PFALZ-ECHO-Redakteurin Patrizia Bär führte ein interessantes Gespräch mit 
Johann von Bülow. (Foto: Patrizia Bär)

Heute bleibt Ihnen wahrscheinlich kaum Zeit, über den Tellerrand zu blicken…

Johann von Bülow: Vor zwei Jahren konnte ich mit François Ozons einen französischen Kinofilm drehen. Das ist natürlich in der Dimension viel kleiner, aber ich konnte trotzdem ein bisschen etwas Neues, andere Arbeitsweisen kennenlernen. Vielleicht gibt es ja noch ein paar andere Möglichkeiten in Europa. Wir haben in Europa immer mehr Produktionen, in denen Deutsche in Italien spielen, Franzosen in England etc.

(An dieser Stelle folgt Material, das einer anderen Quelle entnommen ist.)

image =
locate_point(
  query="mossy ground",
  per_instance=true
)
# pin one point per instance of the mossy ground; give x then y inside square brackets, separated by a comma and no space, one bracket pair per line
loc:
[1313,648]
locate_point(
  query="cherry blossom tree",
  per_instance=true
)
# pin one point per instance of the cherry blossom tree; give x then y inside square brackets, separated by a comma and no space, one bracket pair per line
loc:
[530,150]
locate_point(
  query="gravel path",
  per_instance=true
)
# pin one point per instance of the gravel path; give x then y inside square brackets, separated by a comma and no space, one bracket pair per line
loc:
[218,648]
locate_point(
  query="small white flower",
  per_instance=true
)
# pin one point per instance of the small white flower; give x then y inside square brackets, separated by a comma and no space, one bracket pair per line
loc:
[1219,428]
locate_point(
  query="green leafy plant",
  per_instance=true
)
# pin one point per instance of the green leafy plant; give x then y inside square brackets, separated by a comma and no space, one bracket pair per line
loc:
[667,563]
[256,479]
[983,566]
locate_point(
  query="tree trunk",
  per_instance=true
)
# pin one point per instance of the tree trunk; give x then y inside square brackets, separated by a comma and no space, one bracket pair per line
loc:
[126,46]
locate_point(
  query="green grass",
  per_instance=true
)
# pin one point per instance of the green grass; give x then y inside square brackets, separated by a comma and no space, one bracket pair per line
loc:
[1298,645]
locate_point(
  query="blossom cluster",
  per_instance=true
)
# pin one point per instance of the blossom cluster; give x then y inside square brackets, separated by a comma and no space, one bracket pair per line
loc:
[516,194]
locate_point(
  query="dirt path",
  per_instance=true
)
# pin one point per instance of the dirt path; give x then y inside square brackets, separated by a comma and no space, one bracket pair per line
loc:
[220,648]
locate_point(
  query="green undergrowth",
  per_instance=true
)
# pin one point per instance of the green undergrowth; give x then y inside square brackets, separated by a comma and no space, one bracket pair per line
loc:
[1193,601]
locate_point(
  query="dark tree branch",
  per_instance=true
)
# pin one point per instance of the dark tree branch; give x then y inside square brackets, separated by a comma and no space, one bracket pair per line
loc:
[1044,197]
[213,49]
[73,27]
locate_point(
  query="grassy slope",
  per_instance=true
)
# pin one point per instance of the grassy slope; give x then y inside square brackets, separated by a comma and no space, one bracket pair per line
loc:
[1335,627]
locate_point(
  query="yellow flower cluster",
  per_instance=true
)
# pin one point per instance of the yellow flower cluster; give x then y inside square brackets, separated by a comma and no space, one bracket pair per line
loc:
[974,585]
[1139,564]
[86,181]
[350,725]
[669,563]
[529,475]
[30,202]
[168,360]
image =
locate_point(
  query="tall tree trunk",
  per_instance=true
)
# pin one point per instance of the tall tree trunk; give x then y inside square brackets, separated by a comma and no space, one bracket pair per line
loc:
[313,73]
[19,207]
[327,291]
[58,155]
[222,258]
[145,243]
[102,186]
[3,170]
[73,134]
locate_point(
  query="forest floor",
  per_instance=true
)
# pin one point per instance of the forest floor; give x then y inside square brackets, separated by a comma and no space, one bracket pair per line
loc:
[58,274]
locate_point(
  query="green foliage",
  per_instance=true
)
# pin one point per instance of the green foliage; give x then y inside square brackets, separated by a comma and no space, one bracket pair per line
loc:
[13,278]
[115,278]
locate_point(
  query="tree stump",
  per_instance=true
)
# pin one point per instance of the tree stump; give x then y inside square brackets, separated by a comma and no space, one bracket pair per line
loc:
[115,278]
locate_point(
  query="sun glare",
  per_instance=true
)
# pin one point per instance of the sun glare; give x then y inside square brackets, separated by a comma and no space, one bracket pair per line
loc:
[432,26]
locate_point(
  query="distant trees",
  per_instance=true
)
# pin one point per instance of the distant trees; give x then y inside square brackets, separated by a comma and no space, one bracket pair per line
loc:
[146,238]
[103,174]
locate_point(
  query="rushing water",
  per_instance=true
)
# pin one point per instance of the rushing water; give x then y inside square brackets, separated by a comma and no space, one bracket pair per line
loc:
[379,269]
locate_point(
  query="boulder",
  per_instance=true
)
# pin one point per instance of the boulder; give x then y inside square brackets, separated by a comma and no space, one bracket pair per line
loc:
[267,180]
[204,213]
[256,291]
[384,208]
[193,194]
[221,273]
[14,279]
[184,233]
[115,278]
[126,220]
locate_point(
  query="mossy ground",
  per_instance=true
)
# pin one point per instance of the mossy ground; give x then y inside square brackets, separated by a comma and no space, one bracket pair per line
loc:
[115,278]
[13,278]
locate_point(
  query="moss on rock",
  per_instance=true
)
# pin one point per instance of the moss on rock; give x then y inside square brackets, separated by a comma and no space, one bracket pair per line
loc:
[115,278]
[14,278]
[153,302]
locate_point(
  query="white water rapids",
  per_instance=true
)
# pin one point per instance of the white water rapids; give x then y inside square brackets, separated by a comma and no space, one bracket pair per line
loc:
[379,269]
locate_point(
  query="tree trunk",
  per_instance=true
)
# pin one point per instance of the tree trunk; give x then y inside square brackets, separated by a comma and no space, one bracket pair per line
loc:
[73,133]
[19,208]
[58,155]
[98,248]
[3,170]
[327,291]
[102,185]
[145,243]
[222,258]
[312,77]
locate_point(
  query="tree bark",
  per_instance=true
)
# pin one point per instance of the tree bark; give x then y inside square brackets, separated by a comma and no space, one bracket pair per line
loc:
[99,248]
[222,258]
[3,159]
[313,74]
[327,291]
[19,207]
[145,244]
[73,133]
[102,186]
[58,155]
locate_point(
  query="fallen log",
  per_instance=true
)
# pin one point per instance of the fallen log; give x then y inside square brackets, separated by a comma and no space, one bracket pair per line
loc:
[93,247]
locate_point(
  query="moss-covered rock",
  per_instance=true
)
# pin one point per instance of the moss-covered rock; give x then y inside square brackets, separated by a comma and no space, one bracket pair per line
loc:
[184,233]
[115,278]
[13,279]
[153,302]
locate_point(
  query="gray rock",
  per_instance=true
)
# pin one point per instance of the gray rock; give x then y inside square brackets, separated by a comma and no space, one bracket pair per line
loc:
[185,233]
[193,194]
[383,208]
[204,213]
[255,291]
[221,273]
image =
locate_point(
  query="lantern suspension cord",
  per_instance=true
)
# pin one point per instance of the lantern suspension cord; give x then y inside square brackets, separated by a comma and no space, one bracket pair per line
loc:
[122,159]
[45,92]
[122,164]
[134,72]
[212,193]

Wo würden Sie gerne mal drehen?

Johann von Bülow: Ich kann kein bestimmtes Land benennen. Für mich geht es grundsätzlich darum, dass ich mich aus dem eigentlich Gewohnten herausbewege – und in etwas anderes hineinbewege.

Wofür würden Sie mitten in der Nacht aufstehen?

Johann von Bülow: (Überlegt lange) Ich habe keine Ahnung (lacht). Zumindest nicht, um an den Kühlschrank zu gehen.

Ich gehe noch einmal kurz zurück zu dem Film. Über die Medien wird man ja nur immer bruchstückhaft informiert. Details werden in Mordfällen natürlich auch aus ermittlungstechnischen Gründen zurückgehalten. Gab es ein Detail, von dem Sie während der Dreharbeiten zum ersten Mal erfahren haben?

Johann von Bülow: Besonders beeindruckt hat mich die Funkzellenabfrage, mit der die Polizei damals gearbeitet hat – das war 2010 noch relativ neu. Beeindruckt hat mich aber auch der Wahnsinn, dass das Auto des Mörders eigentlich schon verkauft war und die Polizei es geschafft hat, es wieder zu besorgen. Es ist unglaublich, wie ausdauernd die Polizisten gearbeitet haben. Am Ende ist ihnen sogar der Zufall nicht entwischt.

Würden Sie sagen, dass die Rolle des Reinhard Schlitter eher auf Sie, Johann von Bülow, zugeschnitten ist, als die des Ingo Thiel?

Johann von Bülow: In der Kombination, in der wir gespielt haben, war die des Vaters sicherlich die bessere Rolle für mich. Und ich bin sehr glücklich mit dem Resultat.

Könnten Sie sich auch vorstellen, die Rolle eines Kommissars zu spielen?

Johann von Bülow: Ab dem 17. November bin ich beim ZDF in einer neuen Samstags Krimi Reihe zu sehen. Sie heißt „Herr und Frau Bulle“ und ist eher comedy-lastig, so ein bisschen Ocean’s Eleven-mäßig. Eine flirrende Berlin-Krimigeschichte mit Alice Dwyer und mir in den Hauptrollen als Ermittlerpärchen. In der Serie spiele ich einen Kommissar – aber einen ganz anderen, ein bisschen Inspektor Clouseau artig (lacht).